Это не реально. Ты здесь, старше, в своем доме. Дома. В безопасности, в тепле. Это не реально.
Раз.
Два.
Три.
Четыре.
Четыре.
Четыре.
— Почему я тебе не нравлюсь? У тебя сегодня день рождения. Ты должен быть счастлив, — прошептала я в сторону злого мальчика в песочнице.
— Потому что ты отвратительна. Потому что ты разрушаешь жизнь. Потому что я тебя, чертовски, ненавижу.
— Это плохое слово, — тихо ответила я, хотя мне так хотелось разрыдаться. Я проглотила неприятие и все равно протянула мальчику лопату.
— Мне это на хрен не нужно. Какого хрена ты думаешь, что я хочу это теперь, когда ты дотронулась до нее? Ты отвратительна. — Он поднялся на ноги, пиная песок, пока острые жала не резанули по глазам.
— Ай! — Я заплакала, не в силах бороться со слезами, которые лились по моим щекам. — Зачем ты это сделал?
— Потому что я тебя ненавижу! — прорычал злобный мальчишка, а затем устремился обратно к своей маме.
Почему он меня ненавидел? Я не сделала ничего плохого, насколько я знала. Впервые я встретила его сегодня.
— Брэнтли! — крикнула ему женщина. — Иди сюда сейчас же.
— Эй! — позвала я, вытирая песок со своего сарафана. — Тебя зовут Брэнтли?
— Заткнись, уродка.
— Мэдисон! — крикнула мама с крыльца. Она держала поднос с маленькими кексами в форме пиратов и была одета в желто-белый сарафан. Она выглядела прекрасно. Я хотела однажды стать такой же красивой, как мать. Я побежала к маме, вытирая слезы с лица. Она не обрадуется, если увидит меня плачущей, а я не хотела доставлять мальчику неприятности. Не знала почему; он был не очень хорошим мальчиком. Я должна была хотеть доставить ему неприятности.

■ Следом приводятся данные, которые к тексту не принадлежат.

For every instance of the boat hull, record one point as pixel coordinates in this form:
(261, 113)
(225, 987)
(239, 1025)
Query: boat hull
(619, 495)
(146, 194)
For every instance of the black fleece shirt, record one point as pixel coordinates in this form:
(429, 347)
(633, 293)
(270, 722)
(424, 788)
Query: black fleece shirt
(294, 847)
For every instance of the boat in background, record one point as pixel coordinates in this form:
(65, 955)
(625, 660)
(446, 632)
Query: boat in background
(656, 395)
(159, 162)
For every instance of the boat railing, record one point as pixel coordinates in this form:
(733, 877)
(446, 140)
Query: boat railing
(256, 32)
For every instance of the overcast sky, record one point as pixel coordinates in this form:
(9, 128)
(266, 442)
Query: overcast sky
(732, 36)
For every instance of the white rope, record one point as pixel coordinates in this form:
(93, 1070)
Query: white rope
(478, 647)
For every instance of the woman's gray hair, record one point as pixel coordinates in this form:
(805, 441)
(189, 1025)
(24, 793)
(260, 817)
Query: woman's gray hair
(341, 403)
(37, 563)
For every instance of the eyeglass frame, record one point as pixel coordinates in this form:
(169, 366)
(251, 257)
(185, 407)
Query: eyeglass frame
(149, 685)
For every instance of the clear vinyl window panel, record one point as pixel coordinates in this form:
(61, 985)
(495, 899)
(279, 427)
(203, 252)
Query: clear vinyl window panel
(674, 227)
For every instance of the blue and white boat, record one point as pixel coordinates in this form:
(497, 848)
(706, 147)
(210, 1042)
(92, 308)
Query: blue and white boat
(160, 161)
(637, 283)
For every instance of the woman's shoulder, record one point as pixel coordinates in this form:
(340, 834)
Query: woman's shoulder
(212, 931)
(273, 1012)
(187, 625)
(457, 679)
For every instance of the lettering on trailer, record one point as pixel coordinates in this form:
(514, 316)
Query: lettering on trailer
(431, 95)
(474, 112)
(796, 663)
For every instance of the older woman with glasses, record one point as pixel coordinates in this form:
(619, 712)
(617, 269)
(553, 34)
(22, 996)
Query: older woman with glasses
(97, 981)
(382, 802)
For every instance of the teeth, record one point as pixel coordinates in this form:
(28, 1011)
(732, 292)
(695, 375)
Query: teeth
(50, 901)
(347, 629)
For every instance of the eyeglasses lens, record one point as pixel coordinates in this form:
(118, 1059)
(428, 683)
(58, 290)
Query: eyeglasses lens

— Брэнтли, — сказала моя мама, когда мы оба подошли к ней, наклонившись до моего уровня и продолжая балансировать подносом одной рукой. — Это Мэдисон. — Брэнтли, должно быть, был старше меня, по крайней мере, года на два. Он носил бейсболку и сердито хмурился. Не знаю почему, но он мне сразу же понравился.
— Привет! — Я улыбнулась, протягивая ему руку. Может быть, если бы я представилась, как следует, понравилась бы ему больше. Мама всегда говорила, что людям нравятся хорошие манеры. — Я Мэдисон. Это твои кексы? — Я подняла глаза на маму. — Это его кексы? Вот почему они синие и почему мне нельзя их есть? — Мама нервно посмотрела на Брэнтли и на меня.
— Мама? — снова спросила я. Она начала ерзать, что делала только когда нервничала.
— Да, дорогая. Почему бы вам с Брэнтли не пойти поиграть, пока мы с Луканом перекинемся парой слов. — Я, должно быть, была в замешательстве. Лукан? Подведя глаза к незнакомому человеку, что стоял рядом с моей мамой, я рассматривала черные брюки костюма, пока, наконец, не обнаружила ледяные голубые глаза, загорелую кожу и светлые волосы. Мужчина смотрел на меня грязным взглядом, который заставил меня прижаться к маминым ногам. Он опустился передо мной на колени.
— Ну, здравствуй. Ты, должно быть, Мэдисон.
Я кивнула, завернув руку в мамино платье с оборками и прикрыв ею рот.
— Да.
— Я Лукан.
— Привет, Лукан.
Он наклонился вперед, его глаза прищурились.
— Думаю, я буду называть тебя Сильвер.
Я втягиваю воздух. Брэнтли? Какого хрена? Помню часть того дня и сейчас. Помню его так ярко, что меня немного пугает, что я не помнила его до этого момента. Мы с Брэнтли встретились? Я была на его дне рождения? Остальная часть того дня немного размыта, но там было гораздо больше, потому что помню, как ехала домой с мамой и папой позже тем же вечером. Так что целый день остался неучтенным.
Может, я могу спросить у папы?
Хмурюсь, хватаясь за стеклянную бутылку. Теперь я никак не могу доверить отцу хоть что-то. Могу ли я доверять вообще хоть кому-нибудь? Я знаю, что могу доверять Татум, но опять же, в какой-то момент я полностью доверяла и отцу. Я бы вверила ему свою жизнь — и я верила ему неоднократно, но он все равно подвел меня.
Могу ли я кому-нибудь верить?
Могу ли я доверять себе?
Мой мозг затуманивается, как белый шум в ушах.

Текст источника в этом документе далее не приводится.